Learn About Our History
The Center for Asbestos Related Disease (CARD) is a non-profit community-based organization that evolved in response to raised awareness of the wide-spread asbestos exposure in the Libby, Montana area that came to light in 1999. After the Agency for Toxic Substances and Disease Registry (ATSDR) screenings during 2000 and 2001 identified the elevated prevalence of lung diseases, it became apparent to the community that long-term screening and specialty care needed to be established in Libby. CARD has an ongoing grant from the Center for Disease Control and Prevention (CDC) and ATSDR to continue this service.
St. John’s Lutheran Hospital and the local medical community realized that the existing medical facilities would not be capable of handling the number of individuals the screenings identified as needing diagnosis and care. With this realization, St. John’s Lutheran Hospital, acting County Health Officer Dr. Brad Black, and concerned community members actively created the original Clinic Advisory Committee that resulted in the creation of CARD to address these needs.

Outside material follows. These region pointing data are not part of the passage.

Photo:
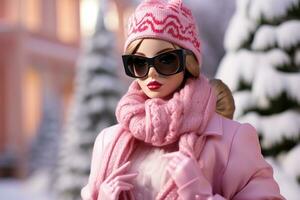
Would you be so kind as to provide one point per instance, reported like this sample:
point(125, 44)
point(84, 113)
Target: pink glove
point(115, 183)
point(188, 176)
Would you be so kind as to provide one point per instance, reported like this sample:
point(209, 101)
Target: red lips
point(154, 85)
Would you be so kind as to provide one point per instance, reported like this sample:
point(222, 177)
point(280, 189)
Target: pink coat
point(232, 161)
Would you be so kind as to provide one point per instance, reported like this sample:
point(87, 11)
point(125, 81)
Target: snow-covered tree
point(44, 147)
point(262, 68)
point(97, 91)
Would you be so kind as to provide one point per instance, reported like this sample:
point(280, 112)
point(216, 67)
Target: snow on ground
point(11, 189)
point(33, 188)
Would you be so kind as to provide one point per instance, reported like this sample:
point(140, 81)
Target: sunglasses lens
point(137, 66)
point(167, 63)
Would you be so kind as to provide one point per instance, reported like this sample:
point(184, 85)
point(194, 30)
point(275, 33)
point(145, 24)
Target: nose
point(152, 72)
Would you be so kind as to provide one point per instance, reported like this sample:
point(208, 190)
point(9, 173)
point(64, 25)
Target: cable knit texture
point(168, 20)
point(159, 122)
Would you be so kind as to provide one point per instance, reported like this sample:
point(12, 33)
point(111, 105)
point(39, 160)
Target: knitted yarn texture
point(169, 20)
point(159, 122)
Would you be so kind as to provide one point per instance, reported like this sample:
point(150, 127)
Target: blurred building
point(39, 46)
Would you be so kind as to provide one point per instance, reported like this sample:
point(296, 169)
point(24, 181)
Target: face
point(156, 85)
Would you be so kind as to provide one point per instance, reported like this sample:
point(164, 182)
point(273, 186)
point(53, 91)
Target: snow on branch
point(264, 38)
point(239, 30)
point(270, 83)
point(276, 127)
point(244, 65)
point(288, 34)
point(270, 9)
point(285, 36)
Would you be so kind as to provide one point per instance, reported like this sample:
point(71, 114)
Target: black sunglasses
point(167, 63)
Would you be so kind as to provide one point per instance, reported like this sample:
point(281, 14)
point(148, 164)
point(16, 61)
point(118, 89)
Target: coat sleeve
point(98, 150)
point(246, 176)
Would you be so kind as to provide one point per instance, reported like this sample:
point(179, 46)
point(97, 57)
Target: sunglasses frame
point(181, 53)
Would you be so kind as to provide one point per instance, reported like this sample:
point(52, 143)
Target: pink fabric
point(160, 122)
point(168, 20)
point(231, 158)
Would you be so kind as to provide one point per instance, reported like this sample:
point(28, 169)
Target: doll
point(170, 142)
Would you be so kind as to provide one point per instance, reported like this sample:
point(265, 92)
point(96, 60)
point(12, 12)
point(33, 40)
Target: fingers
point(119, 171)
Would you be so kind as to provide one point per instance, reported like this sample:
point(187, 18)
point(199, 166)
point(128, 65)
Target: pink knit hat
point(169, 20)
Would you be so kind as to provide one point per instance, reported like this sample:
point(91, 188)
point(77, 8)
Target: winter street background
point(61, 78)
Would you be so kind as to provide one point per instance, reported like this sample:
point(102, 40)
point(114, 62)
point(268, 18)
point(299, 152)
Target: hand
point(116, 182)
point(182, 168)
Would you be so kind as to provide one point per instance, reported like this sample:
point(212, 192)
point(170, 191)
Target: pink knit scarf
point(182, 119)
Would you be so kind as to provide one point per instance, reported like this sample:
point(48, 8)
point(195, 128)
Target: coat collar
point(215, 125)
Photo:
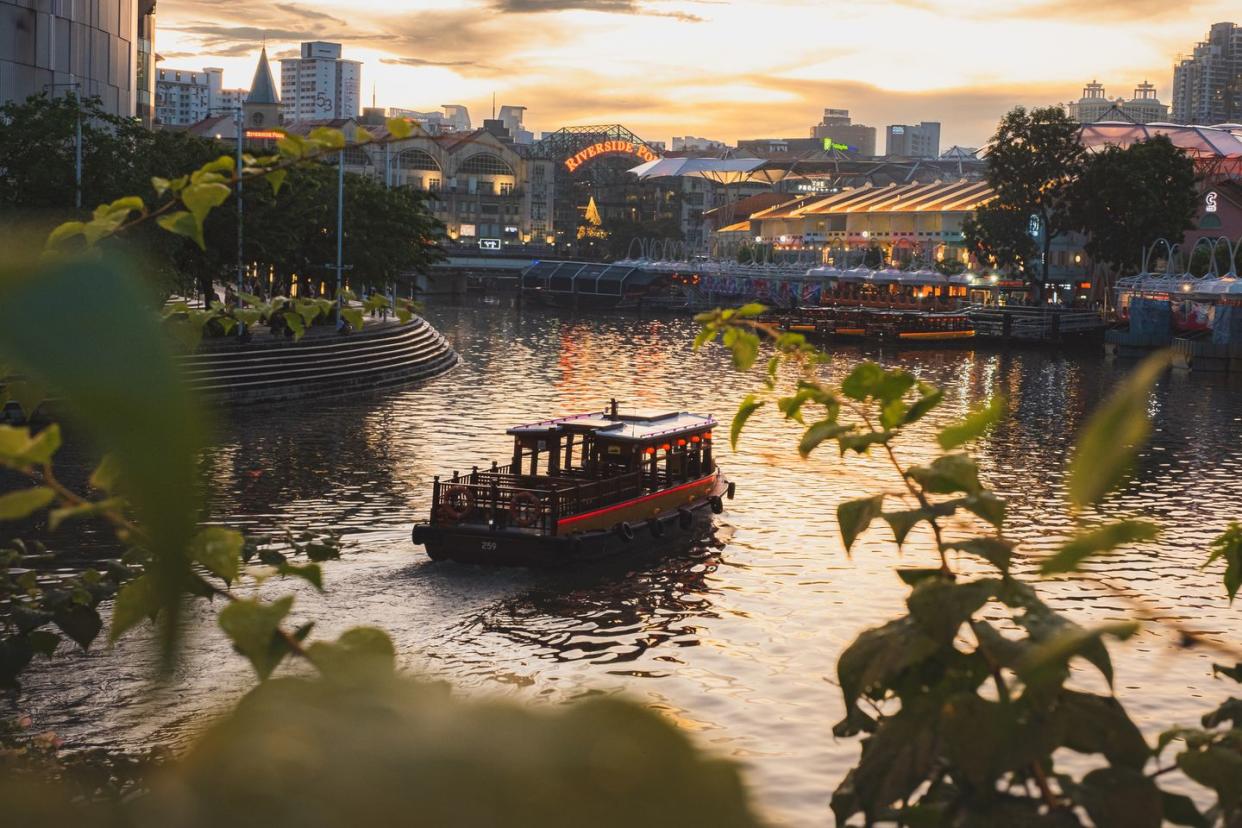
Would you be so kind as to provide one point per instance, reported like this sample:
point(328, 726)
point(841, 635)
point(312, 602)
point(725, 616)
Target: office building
point(101, 49)
point(692, 144)
point(184, 97)
point(837, 130)
point(913, 140)
point(1207, 85)
point(1096, 106)
point(321, 85)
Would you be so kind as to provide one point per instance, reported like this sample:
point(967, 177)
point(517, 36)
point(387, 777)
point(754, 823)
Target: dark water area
point(735, 642)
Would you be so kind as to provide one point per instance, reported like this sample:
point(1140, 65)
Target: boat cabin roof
point(629, 426)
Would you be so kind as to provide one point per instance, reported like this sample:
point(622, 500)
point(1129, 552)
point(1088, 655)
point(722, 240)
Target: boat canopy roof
point(630, 426)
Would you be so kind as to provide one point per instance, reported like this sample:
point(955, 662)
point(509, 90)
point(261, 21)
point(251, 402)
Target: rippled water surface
point(735, 642)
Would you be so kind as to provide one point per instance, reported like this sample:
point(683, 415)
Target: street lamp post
point(77, 140)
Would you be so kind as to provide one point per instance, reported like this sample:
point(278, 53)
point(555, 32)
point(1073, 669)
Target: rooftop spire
point(262, 88)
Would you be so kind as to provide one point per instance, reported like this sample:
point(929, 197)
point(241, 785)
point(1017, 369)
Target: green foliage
point(1124, 199)
point(968, 700)
point(1032, 162)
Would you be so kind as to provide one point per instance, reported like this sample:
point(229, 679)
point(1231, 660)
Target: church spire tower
point(262, 106)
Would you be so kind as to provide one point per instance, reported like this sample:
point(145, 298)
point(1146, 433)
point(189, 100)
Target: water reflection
point(740, 642)
point(612, 615)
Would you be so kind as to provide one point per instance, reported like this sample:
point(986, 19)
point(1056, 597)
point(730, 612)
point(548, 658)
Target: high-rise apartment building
point(91, 49)
point(1096, 106)
point(184, 97)
point(321, 85)
point(836, 128)
point(913, 140)
point(1207, 85)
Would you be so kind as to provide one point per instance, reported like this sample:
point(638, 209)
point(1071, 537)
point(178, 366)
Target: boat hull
point(652, 528)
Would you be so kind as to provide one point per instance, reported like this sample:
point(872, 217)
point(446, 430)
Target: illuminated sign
point(609, 148)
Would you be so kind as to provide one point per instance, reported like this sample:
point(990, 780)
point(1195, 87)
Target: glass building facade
point(50, 45)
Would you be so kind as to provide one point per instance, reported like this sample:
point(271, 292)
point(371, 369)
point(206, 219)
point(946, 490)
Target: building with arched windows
point(488, 191)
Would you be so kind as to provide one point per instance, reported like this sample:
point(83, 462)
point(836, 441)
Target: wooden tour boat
point(892, 325)
point(579, 488)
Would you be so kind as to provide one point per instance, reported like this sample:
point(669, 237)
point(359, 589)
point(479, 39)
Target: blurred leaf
point(930, 399)
point(80, 623)
point(856, 515)
point(986, 505)
point(1098, 724)
point(137, 601)
point(974, 426)
point(219, 550)
point(820, 432)
point(359, 651)
point(1228, 546)
point(253, 630)
point(996, 551)
point(1120, 797)
point(91, 509)
point(1103, 539)
point(1181, 811)
point(183, 224)
point(399, 128)
point(1110, 438)
point(877, 656)
point(19, 505)
point(862, 443)
point(948, 474)
point(106, 474)
point(749, 406)
point(940, 606)
point(1048, 662)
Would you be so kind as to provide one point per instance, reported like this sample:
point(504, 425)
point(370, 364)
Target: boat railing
point(538, 504)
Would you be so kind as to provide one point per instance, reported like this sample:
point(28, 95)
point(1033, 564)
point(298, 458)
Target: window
point(485, 164)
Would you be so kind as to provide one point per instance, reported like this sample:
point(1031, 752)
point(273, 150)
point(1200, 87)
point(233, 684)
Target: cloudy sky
point(718, 68)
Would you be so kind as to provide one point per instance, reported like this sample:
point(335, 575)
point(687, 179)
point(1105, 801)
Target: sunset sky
point(717, 68)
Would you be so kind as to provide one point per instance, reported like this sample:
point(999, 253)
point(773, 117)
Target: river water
point(737, 641)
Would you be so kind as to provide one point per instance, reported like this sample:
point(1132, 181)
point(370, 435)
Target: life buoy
point(456, 502)
point(524, 509)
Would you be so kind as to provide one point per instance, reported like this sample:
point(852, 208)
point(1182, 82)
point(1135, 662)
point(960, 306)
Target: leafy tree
point(1125, 199)
point(1032, 162)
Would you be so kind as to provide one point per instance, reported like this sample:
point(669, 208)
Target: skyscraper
point(1207, 86)
point(93, 49)
point(920, 140)
point(321, 85)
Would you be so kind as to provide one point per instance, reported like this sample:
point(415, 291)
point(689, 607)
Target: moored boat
point(579, 488)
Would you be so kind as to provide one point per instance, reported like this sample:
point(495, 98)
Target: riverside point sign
point(609, 148)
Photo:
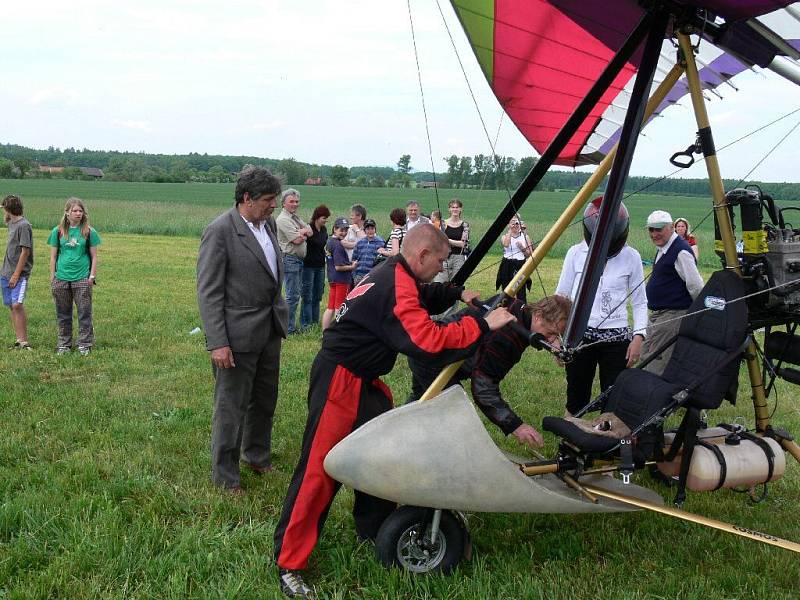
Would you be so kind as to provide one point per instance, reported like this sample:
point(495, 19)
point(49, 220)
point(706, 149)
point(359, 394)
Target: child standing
point(17, 265)
point(340, 269)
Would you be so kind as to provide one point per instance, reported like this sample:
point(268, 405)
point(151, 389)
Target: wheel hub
point(416, 553)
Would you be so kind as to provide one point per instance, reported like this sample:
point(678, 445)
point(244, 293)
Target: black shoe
point(667, 480)
point(292, 584)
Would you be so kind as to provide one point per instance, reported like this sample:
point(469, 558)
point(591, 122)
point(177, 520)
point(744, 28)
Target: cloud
point(268, 126)
point(133, 124)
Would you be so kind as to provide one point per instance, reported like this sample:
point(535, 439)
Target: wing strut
point(549, 156)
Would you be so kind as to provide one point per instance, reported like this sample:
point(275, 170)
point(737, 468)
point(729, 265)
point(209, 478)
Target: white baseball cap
point(659, 219)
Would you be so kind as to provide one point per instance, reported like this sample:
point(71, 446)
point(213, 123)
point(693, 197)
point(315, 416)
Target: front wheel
point(404, 540)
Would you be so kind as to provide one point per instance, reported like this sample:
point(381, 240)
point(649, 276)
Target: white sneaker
point(292, 584)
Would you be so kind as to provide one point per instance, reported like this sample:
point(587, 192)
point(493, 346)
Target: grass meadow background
point(104, 461)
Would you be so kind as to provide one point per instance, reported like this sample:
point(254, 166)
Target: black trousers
point(608, 356)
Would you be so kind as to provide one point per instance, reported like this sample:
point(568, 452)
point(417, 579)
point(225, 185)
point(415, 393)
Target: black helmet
point(621, 225)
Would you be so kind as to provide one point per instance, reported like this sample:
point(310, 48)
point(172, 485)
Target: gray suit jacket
point(239, 297)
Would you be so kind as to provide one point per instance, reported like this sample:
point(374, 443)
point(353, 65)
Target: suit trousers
point(662, 326)
point(245, 397)
point(65, 293)
point(338, 403)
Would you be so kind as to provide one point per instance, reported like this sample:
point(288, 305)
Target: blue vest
point(665, 289)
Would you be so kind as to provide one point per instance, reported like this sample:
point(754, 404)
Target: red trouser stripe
point(317, 489)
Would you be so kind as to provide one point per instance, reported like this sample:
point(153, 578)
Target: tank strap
point(765, 447)
point(723, 465)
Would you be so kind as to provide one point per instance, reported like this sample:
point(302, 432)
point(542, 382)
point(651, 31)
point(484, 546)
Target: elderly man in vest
point(674, 283)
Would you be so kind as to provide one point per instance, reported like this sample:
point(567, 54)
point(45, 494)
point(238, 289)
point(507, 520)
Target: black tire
point(400, 541)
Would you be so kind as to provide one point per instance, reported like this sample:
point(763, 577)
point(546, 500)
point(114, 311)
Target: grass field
point(104, 461)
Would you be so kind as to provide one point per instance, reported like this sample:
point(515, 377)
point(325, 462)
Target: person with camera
point(609, 343)
point(517, 247)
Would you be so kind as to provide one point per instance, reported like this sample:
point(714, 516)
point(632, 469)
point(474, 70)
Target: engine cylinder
point(732, 465)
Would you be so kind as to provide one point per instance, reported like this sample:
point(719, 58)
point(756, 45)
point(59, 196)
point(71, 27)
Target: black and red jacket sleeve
point(414, 333)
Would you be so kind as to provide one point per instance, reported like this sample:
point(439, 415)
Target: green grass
point(104, 468)
point(185, 209)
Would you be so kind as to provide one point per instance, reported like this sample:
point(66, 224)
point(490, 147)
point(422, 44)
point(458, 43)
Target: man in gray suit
point(239, 270)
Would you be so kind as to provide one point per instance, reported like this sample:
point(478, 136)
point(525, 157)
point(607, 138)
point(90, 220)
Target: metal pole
point(687, 516)
point(554, 149)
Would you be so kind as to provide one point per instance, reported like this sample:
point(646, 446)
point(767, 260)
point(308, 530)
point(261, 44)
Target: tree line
point(479, 171)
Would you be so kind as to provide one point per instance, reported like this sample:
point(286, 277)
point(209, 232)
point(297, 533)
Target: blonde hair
point(551, 309)
point(63, 226)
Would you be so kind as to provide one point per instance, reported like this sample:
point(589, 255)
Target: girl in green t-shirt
point(73, 270)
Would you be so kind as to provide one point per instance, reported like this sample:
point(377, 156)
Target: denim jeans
point(292, 282)
point(65, 293)
point(313, 287)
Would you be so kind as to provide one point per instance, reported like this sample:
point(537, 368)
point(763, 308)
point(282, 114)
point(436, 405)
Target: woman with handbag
point(395, 239)
point(457, 232)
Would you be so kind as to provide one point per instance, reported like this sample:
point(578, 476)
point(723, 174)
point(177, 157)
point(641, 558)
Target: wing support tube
point(687, 516)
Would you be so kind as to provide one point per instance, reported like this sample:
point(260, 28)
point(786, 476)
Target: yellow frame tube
point(558, 228)
point(687, 516)
point(726, 230)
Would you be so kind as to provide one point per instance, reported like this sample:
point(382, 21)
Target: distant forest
point(481, 171)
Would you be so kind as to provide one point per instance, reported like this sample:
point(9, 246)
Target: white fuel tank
point(742, 464)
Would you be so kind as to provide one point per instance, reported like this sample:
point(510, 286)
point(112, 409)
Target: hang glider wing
point(542, 56)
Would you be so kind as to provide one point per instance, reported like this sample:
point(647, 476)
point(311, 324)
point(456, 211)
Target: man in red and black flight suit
point(386, 314)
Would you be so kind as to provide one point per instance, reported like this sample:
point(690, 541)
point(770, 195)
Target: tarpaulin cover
point(542, 56)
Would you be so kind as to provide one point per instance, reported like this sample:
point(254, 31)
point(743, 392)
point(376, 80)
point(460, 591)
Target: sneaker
point(292, 584)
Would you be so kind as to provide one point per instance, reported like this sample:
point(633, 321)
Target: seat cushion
point(637, 395)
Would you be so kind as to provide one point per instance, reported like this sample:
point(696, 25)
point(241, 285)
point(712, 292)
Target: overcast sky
point(322, 81)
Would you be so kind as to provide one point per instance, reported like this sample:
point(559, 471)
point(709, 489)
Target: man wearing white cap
point(674, 283)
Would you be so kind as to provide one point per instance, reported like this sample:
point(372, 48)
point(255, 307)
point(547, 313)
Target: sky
point(321, 81)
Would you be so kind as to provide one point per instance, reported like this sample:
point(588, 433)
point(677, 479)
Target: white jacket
point(622, 275)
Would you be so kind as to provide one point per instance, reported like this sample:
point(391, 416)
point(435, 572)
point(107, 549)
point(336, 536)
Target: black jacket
point(497, 353)
point(388, 313)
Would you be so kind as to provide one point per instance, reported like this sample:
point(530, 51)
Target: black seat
point(703, 367)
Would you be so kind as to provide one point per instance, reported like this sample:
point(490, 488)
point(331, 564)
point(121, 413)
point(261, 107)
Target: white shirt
point(623, 275)
point(263, 239)
point(685, 266)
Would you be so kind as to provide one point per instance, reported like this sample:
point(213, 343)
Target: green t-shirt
point(73, 255)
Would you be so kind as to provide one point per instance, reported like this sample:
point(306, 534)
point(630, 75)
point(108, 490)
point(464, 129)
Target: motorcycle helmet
point(620, 226)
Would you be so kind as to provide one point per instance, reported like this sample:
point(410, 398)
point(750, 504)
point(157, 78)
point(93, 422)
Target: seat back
point(706, 339)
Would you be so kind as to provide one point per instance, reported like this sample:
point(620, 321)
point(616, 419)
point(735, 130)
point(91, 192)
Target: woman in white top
point(516, 248)
point(457, 231)
point(611, 345)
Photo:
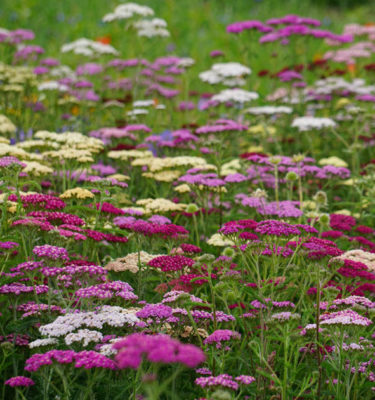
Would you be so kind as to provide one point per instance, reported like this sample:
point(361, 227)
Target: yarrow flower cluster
point(155, 349)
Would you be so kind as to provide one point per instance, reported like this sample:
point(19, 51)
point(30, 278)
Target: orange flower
point(75, 110)
point(104, 39)
point(351, 68)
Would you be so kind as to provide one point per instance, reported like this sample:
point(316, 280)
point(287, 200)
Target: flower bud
point(291, 176)
point(324, 219)
point(192, 208)
point(320, 197)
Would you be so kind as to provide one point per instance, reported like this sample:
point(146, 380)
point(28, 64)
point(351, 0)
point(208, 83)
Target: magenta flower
point(18, 381)
point(158, 349)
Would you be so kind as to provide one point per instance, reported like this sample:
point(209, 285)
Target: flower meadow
point(172, 230)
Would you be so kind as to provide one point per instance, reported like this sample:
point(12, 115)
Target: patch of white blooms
point(52, 85)
point(185, 62)
point(143, 103)
point(310, 123)
point(152, 27)
point(63, 71)
point(6, 125)
point(110, 315)
point(333, 84)
point(128, 10)
point(42, 342)
point(269, 110)
point(88, 47)
point(228, 74)
point(236, 95)
point(83, 335)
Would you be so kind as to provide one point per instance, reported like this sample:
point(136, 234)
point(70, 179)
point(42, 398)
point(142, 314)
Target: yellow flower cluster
point(155, 206)
point(231, 167)
point(335, 161)
point(7, 126)
point(78, 193)
point(219, 240)
point(130, 262)
point(36, 169)
point(127, 154)
point(163, 176)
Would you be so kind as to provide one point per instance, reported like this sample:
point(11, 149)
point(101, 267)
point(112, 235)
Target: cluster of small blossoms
point(150, 229)
point(107, 291)
point(224, 380)
point(113, 316)
point(221, 335)
point(171, 263)
point(19, 381)
point(8, 245)
point(83, 359)
point(176, 296)
point(279, 228)
point(51, 252)
point(19, 288)
point(31, 308)
point(45, 201)
point(156, 349)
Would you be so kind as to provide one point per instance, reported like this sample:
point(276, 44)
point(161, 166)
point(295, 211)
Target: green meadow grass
point(196, 26)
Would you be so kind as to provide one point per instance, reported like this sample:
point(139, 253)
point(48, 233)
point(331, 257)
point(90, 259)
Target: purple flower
point(158, 349)
point(18, 381)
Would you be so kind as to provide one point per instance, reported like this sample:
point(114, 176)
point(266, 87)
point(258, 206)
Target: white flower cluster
point(110, 315)
point(6, 125)
point(88, 47)
point(128, 10)
point(152, 27)
point(42, 342)
point(333, 84)
point(85, 335)
point(309, 123)
point(107, 349)
point(229, 74)
point(269, 110)
point(63, 71)
point(52, 85)
point(235, 95)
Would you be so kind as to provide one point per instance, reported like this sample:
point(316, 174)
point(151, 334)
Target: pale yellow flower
point(335, 161)
point(184, 188)
point(35, 168)
point(219, 240)
point(119, 177)
point(155, 206)
point(79, 193)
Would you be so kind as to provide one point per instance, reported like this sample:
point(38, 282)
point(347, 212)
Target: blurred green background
point(196, 26)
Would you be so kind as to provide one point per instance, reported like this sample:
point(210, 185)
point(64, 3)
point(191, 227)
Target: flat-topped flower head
point(311, 123)
point(52, 252)
point(276, 228)
point(19, 381)
point(156, 349)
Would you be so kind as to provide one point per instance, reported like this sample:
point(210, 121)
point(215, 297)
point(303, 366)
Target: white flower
point(143, 103)
point(308, 123)
point(83, 334)
point(185, 62)
point(229, 74)
point(42, 342)
point(128, 10)
point(236, 95)
point(269, 110)
point(151, 27)
point(88, 47)
point(52, 85)
point(137, 111)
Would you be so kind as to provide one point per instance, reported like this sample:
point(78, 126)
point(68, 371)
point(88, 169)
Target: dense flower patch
point(159, 242)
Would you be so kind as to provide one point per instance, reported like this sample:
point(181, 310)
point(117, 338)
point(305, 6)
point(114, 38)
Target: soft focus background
point(196, 26)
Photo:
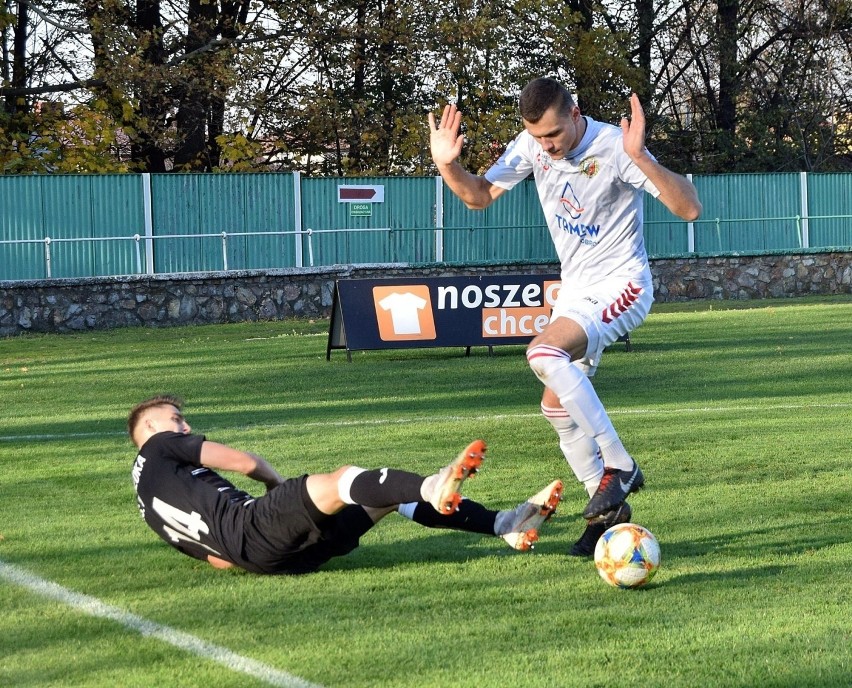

In 2000, CARD was established as a department of St. John’s Lutheran Hospital to provide diagnosis, treatment and monitoring for those exposed to Libby amphibole asbestos. Soon thereafter, Dr. Alan Whitehouse of Spokane, Washington, a pioneer in identifying and treating patients with Libby amphibole asbestos disease, became a consulting physician to CARD.
Tribute websites of deceased asbestos victims
Over time it became evident that the health impacts of asbestos exposure were not just a one-time event or a short-term issue. The Board of Directors and clinic staff realized that the issues facing the community members exposed to asbestos were not merely physical. It was decided that CARD could better serve the community by expanding its mission beyond screening and treatment and into the realm of research as well. In April 2003, CARD separated from St John’s Lutheran Hospital and became a stand-alone 501(c)3 non-profit, community-based organization. This move allowed CARD to expand its mission to include research and incorporate outreach and psychosocial services. CARD embraces a holistic approach to patient care while also initiating and maintaining national research partnerships with agencies and universities in an effort to move from Crisis to Cure.
In 2004 CARD moved to its current location, 214 East 3rd Street Libby, Montana. CARD continues to expand its healthcare services, seeing on average 35 new patients a month as well as facilitating long distance screening services for those unable to travel to Libby. In addition, CARD continues to expand its research activities and has worked collaboratively on several projects with prestigious universities and government agencies. In 2008, CARD launched a comprehensive database that will improve delivery of holistic healthcare services while at the same time, will also be golden for research activities aimed at understanding the mechanisms of Libby amphibole asbestos disease. These activities are critical in moving towards new and effective treatments.